Abbildung 3.2: Zuordnung Ermittlungstechniken nach Ebert /Ebert22/
Die vier Quadranten können wie folgt charakterisiert werden:
- Dem Auftragnehmer sind diese Anforderungen bekannt, dem Auftraggeber nicht
- Sowohl dem Auftraggeber als auch dem Auftragnehmer sind diese Anforderungen unbekannt
- Dem Auftraggeber sind diese Anforderungen bekannt, dem Auftragnehmer nicht
- Sowohl dem Auftraggeber als auch dem Auftragnehmer sind diese Anforderungen bekannt
Somit können die im vierten Quadranten aufgeführten Techniken dann gut eingesetzt werden, wenn die Anforderungen sowohl dem Auftragnehmer als auch dem Auftraggeber bekannt sind. Ebert benennt zudem die Tätigkeitsschwerpunkte bei den einzelnen Quadranten (Abbildung 3.3). Dies sind:
- Beraten
- Innovieren
- Entwickeln
- Sammeln
Abbildung 3.3: Zuordnung Ermittlungstechniken mit Tätigkeitsschwerpunkten nach Ebert /Ebert22/
3.3 Die Kategorisierung aufgrund der Eignung zur Wissensgenerierung
Glinz /#Glinz-10/ erfasst in einer Tabelle die Eignung von Ermittlungstechniken zu verschiedenen Wissensarten (Abbildung 3.4). Dabei werden die Ermittlungstechniken den vier Arten …
- Wünsche ausdrücken,
- Möglichkeiten aufzeigen,
- Istzustand erheben und
- Marktpotenzial klären
gegenübergestellt.
Abbildung 3.4: Zuordnung Ermittlungstechniken nach Glinz /Glinz-11/
Die Bedeutung der drei Bewertungsstufen ist wie folgt (Abbildung 3.5):
- + = Ist besonders gut geeignet
- o = Ist neutral / kann eingesetzt werden
- - = Ist kaum geeignet
Abbildung 3.5: Bewertungsstufen für die Eignung der Ermittlungstechniken
3.4 Eine Kategorisierung mit Betonung der Stakeholder
Bei Winteroll /Winteroll21/ findet sich eine Übersicht der Ermittlungstechniken, die die Stakeholder besonders beachtet (Abbildung 3.6), indem Spalten zur Bewertung hinzugefügt werden, die sich auf Stakeholder beziehen.
Dies sind:
- Geeignet für viele Stakeholder
- (Geeignet für) verteilte Stakeholder
- Gemeinsam oder einzeln
Das Bewertungschema aus Abbildung 3.5 kann hier ebenfalls eingesetzt werden.

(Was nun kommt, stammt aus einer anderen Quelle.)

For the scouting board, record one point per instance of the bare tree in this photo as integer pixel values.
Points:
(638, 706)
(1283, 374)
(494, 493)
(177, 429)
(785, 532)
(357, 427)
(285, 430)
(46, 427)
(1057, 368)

Abbildung 3.6: Zuordnung Ermittlungstechniken nach Winteroll /Winteroll21/
3.5 Eine Kategorisierung mit benötigten Skills
Gottesdiener /Got05/ hebt hervor, dass auch die benötigten Fähigkeiten eine Rolle bei der Auswahl der passenden Ermittlungstechnik spielt. In Abbildung 3.7 werden einige Techniken den notwendigen Skills / Fertigkeiten der Requirements Engineers gegenübergestellt.
Abbildung 3.7: Zuordnung der Ermittlungstechniken zu Skills nach Gottesdiener /Got05/
3.6 Eine Kategorisierung mit vielen Ausprägungen
Bei Rupp /Rupp20/ findet sich eine Übersicht mit 14 Kriterien, die wiederum Ausprägungen haben können (Abbildung 3.8) — es ergeben sich daraus 26 Einzelkriterien zur Einordnung und Bestimmung von Ermittlungstechniken.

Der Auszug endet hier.